Of course not, and once Americans left, Iraq's Shiite-dominated government arrested its Sunni vice president. Shiite leaders immediately consolidated power at the expense of Sunni rivals. As a result of Sunnis reacting to being marginalized after decades of dominance (Saddam Hussein was Sunni), a PBS Frontline article headlined "How Saddam's Former Soldiers are Fueling the Rise of ISIS" explains that "As the Islamic State [in Iraq and Syria] continues its march through Syria and Iraq, the jihadist group is quietly utilizing a network of former members of Saddam Hussein's Baath Party to help militarize a fighting force that has effectively erased the border between both nations and left roughly 6 million people under its rule."

Since al-Maliki was "pulling Iraq apart," as described by The Telegraph, Sunni tribal leaders were eventually forced to do what Newsweek referred to as "bet on the strong horse, and that's ISIS." As for Obama's culpability in the rise of the Islamic State in Iraq and Syria (ISIS), and Iraq's demise, Thomas Ricks blames Iraq's Shiite leaders. In a recent Foreign Policy article by Ricks headlined "Who Lost Iraq?

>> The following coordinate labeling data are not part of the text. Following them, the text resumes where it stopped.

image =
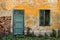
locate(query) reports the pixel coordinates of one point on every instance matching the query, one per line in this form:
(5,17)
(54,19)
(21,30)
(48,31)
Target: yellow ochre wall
(32,11)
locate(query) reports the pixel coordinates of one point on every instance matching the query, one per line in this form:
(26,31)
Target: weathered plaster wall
(32,12)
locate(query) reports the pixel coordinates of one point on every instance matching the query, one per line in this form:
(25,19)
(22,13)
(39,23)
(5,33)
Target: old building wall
(32,11)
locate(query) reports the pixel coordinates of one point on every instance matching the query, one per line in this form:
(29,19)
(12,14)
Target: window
(44,18)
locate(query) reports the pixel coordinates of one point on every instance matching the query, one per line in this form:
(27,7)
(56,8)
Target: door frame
(13,21)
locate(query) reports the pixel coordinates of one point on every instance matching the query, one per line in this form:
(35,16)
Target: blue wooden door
(18,22)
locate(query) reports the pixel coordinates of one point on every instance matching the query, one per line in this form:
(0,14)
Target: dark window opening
(44,18)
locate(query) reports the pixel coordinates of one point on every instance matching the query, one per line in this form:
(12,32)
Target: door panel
(18,21)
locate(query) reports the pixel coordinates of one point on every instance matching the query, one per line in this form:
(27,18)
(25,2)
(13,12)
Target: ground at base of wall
(22,37)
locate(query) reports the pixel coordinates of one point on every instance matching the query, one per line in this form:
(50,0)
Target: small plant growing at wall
(53,33)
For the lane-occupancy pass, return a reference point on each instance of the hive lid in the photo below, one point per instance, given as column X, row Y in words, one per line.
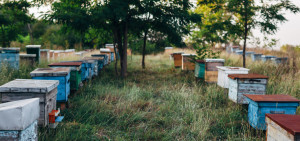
column 29, row 85
column 105, row 50
column 290, row 123
column 40, row 72
column 271, row 98
column 66, row 64
column 228, row 68
column 18, row 115
column 33, row 46
column 188, row 54
column 215, row 60
column 247, row 76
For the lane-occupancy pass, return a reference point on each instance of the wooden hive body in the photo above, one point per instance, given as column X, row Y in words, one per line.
column 21, row 89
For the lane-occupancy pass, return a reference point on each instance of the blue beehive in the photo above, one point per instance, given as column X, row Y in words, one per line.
column 102, row 55
column 256, row 57
column 266, row 58
column 260, row 105
column 10, row 57
column 61, row 74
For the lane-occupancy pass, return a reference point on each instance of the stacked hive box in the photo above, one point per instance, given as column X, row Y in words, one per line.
column 260, row 105
column 19, row 120
column 45, row 54
column 107, row 52
column 283, row 127
column 60, row 74
column 240, row 84
column 177, row 56
column 256, row 57
column 34, row 49
column 10, row 57
column 21, row 89
column 223, row 72
column 187, row 62
column 75, row 77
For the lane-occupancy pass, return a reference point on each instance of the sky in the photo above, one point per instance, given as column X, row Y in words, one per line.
column 288, row 33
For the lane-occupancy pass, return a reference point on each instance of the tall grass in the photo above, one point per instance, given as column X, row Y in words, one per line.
column 162, row 103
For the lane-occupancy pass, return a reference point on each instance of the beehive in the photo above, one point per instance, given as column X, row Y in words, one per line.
column 256, row 57
column 168, row 50
column 211, row 70
column 21, row 89
column 260, row 105
column 34, row 49
column 19, row 120
column 99, row 62
column 108, row 53
column 266, row 58
column 177, row 56
column 60, row 74
column 187, row 62
column 281, row 127
column 45, row 54
column 105, row 57
column 240, row 84
column 75, row 76
column 224, row 71
column 10, row 57
column 280, row 60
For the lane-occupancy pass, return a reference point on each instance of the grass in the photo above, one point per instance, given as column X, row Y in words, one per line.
column 162, row 103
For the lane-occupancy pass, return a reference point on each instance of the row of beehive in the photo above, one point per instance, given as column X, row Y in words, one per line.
column 245, row 88
column 20, row 114
column 257, row 56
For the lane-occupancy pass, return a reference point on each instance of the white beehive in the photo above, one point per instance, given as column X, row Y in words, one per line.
column 224, row 71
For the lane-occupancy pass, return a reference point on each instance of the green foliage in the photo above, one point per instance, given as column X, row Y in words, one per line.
column 13, row 17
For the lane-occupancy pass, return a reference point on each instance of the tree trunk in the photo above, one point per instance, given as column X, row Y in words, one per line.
column 144, row 49
column 124, row 61
column 30, row 34
column 245, row 34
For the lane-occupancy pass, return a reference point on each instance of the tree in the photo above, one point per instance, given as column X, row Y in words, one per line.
column 13, row 18
column 265, row 15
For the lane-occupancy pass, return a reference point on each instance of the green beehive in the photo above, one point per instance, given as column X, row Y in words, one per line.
column 34, row 49
column 200, row 69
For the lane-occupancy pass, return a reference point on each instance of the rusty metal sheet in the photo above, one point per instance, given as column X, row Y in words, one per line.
column 290, row 123
column 247, row 76
column 66, row 64
column 272, row 98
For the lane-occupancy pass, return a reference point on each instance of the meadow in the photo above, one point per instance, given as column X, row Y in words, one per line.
column 160, row 103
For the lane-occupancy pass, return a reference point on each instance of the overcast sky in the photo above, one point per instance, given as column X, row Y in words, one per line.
column 288, row 33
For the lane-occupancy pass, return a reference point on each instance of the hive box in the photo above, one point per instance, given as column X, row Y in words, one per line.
column 260, row 105
column 60, row 74
column 280, row 60
column 240, row 84
column 256, row 57
column 211, row 70
column 75, row 77
column 266, row 58
column 10, row 57
column 177, row 56
column 34, row 49
column 21, row 89
column 282, row 127
column 45, row 54
column 28, row 58
column 224, row 71
column 105, row 57
column 187, row 62
column 108, row 52
column 168, row 50
column 19, row 120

I Don't Think It Was Obama, I Think It Was Iraq's Shiite Leaders," Ricks states that keeping U.S. forces longer in Iraq "might have made the U.S. government a hostage to the Baghdad government." In terms of American forces possibly stemming the tide of sectarian violence, Ricks states "I don't see evidence that additional American pressure might have made the Shiite leaders act any more generously.”

Finally, there was never a time, from 2003 until the present day, where Iraq was "won," and there has never been a year in Iraq since 2003 where the words "Mission Accomplished" could be uttered without hearing the sounds of suicide bombs or ambulance sirens. A recent study estimates that nearly 500,000 Iraqis have died during the war, while M.I.T. states that around 3.5 to 5 million have been displaced because of the conflict. Iraq Body Count estimates a total of 1,003 suicide bombings in Iraq from 2003 to 2010. The U.S. military can't stop people from deciding to blow themselves up, regardless of what is said by Republicans who blame Obama for Iraq's demise.

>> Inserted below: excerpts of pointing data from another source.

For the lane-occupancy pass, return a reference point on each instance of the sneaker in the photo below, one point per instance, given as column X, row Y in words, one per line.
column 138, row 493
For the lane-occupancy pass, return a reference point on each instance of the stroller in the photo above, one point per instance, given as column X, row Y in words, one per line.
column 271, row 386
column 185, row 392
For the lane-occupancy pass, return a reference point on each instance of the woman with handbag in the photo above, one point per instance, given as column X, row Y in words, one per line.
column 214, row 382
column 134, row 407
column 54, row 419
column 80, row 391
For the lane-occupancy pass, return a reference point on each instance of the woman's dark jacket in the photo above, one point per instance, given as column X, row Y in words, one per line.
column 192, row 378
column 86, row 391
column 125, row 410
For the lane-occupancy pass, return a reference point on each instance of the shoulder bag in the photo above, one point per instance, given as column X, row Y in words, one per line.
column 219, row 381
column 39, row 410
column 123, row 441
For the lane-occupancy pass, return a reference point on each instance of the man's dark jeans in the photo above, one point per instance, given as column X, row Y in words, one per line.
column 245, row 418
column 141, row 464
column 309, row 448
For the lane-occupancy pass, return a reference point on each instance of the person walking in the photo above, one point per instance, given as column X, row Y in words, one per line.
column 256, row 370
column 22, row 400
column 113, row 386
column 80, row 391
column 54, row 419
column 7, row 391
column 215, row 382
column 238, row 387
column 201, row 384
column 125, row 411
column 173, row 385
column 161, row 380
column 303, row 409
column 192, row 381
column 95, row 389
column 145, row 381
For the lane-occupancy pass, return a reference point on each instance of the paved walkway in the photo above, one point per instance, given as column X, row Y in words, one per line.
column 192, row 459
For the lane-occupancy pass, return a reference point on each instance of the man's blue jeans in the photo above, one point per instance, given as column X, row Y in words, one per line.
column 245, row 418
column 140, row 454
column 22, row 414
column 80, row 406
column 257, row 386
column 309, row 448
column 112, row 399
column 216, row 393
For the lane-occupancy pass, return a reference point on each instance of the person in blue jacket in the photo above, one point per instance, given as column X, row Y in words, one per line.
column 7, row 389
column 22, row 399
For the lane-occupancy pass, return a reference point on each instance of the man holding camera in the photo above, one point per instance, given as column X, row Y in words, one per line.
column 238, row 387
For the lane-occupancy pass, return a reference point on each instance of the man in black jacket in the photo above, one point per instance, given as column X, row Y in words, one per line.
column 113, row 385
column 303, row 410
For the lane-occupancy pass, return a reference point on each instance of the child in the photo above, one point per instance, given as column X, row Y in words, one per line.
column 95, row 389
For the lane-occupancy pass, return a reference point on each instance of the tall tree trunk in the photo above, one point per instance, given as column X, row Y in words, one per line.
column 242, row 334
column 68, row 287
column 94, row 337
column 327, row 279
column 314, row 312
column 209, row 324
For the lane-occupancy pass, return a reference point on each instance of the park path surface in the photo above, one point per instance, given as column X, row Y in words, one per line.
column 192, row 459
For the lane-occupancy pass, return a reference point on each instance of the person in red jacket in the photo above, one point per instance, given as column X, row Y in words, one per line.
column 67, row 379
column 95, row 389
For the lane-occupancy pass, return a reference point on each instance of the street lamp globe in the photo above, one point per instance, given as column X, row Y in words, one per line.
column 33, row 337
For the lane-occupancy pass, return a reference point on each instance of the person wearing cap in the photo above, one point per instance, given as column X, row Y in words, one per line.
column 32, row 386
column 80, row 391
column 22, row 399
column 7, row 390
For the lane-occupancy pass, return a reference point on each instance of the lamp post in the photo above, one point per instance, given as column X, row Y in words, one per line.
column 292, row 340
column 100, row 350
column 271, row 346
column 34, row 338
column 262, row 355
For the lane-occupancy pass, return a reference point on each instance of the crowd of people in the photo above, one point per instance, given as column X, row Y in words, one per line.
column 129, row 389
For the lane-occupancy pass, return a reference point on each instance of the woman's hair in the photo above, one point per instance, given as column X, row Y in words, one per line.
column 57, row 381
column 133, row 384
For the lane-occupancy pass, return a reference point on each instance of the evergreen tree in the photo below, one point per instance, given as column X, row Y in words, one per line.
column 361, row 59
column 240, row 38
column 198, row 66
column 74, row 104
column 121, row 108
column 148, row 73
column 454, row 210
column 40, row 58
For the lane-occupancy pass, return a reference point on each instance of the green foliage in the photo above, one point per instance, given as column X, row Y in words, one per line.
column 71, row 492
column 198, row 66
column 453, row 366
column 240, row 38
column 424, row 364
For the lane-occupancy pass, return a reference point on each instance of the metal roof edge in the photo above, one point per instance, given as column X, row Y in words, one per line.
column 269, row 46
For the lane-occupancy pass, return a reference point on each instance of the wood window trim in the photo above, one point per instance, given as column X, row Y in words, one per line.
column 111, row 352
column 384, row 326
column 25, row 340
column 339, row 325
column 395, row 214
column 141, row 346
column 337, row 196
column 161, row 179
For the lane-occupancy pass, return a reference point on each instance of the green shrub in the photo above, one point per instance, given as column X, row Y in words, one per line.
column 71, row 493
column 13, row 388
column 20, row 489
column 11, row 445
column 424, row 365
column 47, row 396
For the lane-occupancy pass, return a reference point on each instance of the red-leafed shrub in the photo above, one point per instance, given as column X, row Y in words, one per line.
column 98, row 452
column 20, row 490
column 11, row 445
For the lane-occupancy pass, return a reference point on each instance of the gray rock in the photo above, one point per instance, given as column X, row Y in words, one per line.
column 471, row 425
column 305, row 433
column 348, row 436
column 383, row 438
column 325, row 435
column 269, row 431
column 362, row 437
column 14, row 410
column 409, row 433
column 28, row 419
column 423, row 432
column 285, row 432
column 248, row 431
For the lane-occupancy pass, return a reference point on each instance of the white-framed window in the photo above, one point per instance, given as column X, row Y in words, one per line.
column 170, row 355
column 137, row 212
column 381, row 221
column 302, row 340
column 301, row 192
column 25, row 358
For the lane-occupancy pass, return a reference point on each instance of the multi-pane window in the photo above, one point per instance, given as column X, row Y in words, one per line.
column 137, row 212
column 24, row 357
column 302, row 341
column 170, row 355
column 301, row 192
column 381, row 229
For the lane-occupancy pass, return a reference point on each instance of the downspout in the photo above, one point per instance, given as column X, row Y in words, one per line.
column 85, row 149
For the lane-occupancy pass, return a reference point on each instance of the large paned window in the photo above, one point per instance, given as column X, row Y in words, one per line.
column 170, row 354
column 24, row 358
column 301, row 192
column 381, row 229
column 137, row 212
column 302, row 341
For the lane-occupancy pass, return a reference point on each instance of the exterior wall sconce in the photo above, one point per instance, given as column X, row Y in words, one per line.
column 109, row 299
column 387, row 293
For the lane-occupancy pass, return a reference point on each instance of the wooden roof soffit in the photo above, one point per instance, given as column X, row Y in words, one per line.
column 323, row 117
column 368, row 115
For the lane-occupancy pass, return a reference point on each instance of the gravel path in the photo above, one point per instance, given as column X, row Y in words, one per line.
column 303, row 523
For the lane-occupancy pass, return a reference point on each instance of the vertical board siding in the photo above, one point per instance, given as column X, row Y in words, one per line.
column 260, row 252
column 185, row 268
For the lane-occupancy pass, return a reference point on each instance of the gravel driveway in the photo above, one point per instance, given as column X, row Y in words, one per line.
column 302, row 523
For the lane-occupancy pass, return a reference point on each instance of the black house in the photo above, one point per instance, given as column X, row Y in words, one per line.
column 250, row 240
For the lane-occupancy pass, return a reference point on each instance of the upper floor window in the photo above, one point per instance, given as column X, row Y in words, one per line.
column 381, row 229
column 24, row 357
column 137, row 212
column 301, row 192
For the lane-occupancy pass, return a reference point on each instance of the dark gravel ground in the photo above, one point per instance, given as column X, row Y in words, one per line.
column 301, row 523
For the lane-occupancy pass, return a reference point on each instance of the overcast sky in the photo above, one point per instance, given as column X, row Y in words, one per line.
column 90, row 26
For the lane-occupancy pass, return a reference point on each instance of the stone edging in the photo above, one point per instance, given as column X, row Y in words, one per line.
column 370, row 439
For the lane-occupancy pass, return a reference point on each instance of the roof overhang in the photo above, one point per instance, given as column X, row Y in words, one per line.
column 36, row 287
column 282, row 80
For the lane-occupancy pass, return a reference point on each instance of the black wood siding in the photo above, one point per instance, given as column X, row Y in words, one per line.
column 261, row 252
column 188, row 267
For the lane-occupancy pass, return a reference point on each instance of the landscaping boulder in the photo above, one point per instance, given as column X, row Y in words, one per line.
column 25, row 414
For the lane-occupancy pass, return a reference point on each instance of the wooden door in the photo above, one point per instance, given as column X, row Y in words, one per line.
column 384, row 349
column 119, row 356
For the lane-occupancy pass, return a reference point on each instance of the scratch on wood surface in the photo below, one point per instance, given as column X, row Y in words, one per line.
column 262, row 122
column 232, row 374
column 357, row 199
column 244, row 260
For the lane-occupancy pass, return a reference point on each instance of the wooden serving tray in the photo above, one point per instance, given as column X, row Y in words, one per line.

Even with 10,000 American soldiers, which the Iraqis refused to allow in 2011, there would still have been rampant political corruption, suicide bombings, Iranian backed-Shiite militias and Saudi-backed Sunni tribes, and also the emergence of ISIS (a rebranding of al Qaeda, since ISIS used to be al Qaeda in Iraq) in Syria. Obama isn't perfect, but the demise of Iraq began the moment Bush decided upon regime change, not in 2011 with Obama's decision to bring our soldiers home. The fact that Iraq's Shiite-dominated security forces showed "no will to fight" — in the words of Secretary Ash Carter — a Sunni terror group named ISIS in Ramadi highlights the reality that Iraq's ethnic divisions always doomed a functioning state.

Goodman is an author and a journalist.